Mark Clark [00:40:05]:
God at some point looks at all of us and goes, what do you want? You want to get away from me? Fine. This is the great monument to that. But here's the reality. No one is a disciple of Jesus long term, in a loving, amazing way, by running away from hell. Here's what you got to do. The beauty of understanding hell is that it shows you what God. What it costs God to actually buy you and purchase you the value that you have. See, if you eliminate hell from your doctrine, what you don't understand is what Jesus went through for you on the cross when he said, my God, my God, why have you forsaken me? He's getting cut off and separated from God in that moment.
Mark Clark [00:40:48]:
He's going through hell so that you don't have to. He took it on himself. That's how valuable you are to him. And you take that away. You don't understand your value. You don't understand your intrinsic worth. You don't understand the depth of suffering that God himself actually went through to purchase you back. You get a sentimental God who just does some stuff.
Mark Clark [00:41:13]:
He likes everybody. He's like some old uncle who just likes to play checkers and play in the garden. He's not mad at anybody. He doesn't have any anger at all. But he does have anger. But Jesus took it on for you. That's what the cross is. He took on the hell that you and I deserve so that not one person listening to this right now, not one person who just heard everything I just said or half of what I just said actually has to go there.
Mark Clark [00:41:39]:
You put your faith in Jesus, who went there for you, who took the wrath on himself for you and then rose again to give you life.

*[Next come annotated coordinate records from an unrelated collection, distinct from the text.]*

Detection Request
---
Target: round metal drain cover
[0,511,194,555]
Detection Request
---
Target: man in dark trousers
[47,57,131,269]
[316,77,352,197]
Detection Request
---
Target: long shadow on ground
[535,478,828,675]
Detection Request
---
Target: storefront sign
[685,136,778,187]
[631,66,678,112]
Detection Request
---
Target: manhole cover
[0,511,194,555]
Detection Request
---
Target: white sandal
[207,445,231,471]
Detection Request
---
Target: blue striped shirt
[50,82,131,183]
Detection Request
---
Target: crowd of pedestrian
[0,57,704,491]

Here's my fear that the reason you won't believe in this is because you're stuck in your alternate beliefs and you think that's really freedom. And you say, I don't want to look old fashioned. I don't want to actually accept a doctrine that makes me look. That's your slavery. You're just reading the teleprompter of a culture that's telling you what you're supposed to believe and not believe and what is acceptable and not acceptable, this thing has to shake us. I spoke at a funeral yesterday, right at the end. And after the whole thing was over, it was for a 24 year old kidde.
Mark Clark [00:42:20]:
I looked at this packed room of a thousand people, and I just said, listen, his life needs to scandalize you. If you're sitting here and you don't know anything about Jesus, everything about this kid's life, that he trusted Christ with his life, not because it was sentimentally true, but because it actually made sense, it was rational, it was reasonable, it was logical. And he gave his life to Jesus and lived for him. And if you're sitting here and you just think it's good to come to a funeral and cry a little bit and go home and forget about it, you've got to let his life disrupt you, let it keep you awake tonight and ask the question, if he really believed this stuff, why don't I? If he really lived this stuff, why don't I? And don't just get up and leave and forget about it. That's something I'm never going to believe because it sounds crazy. The authority of Jesus actually compels us to get scandalized by it. Confront your own doubts. Be skeptical of your own skepticism.
Mark Clark [00:43:12]:
Open yourself up to actually God might be speaking to you through even this weird, odd, repulsive doctrine of your own value and worth in the eyes of God. This is what he did for you. Let me pray for us, Father. It's not easy to understand all the time why you do certain things the way you do them. But as Theos talked about, it is it has the support of scripture, it has the support of Jesus history, and even logic and reason. I pray you would move and do your work among us, and let us listen and have the courage to respond and believe and trust in Jesus and all you've done for us. In your good name we pray. Amen.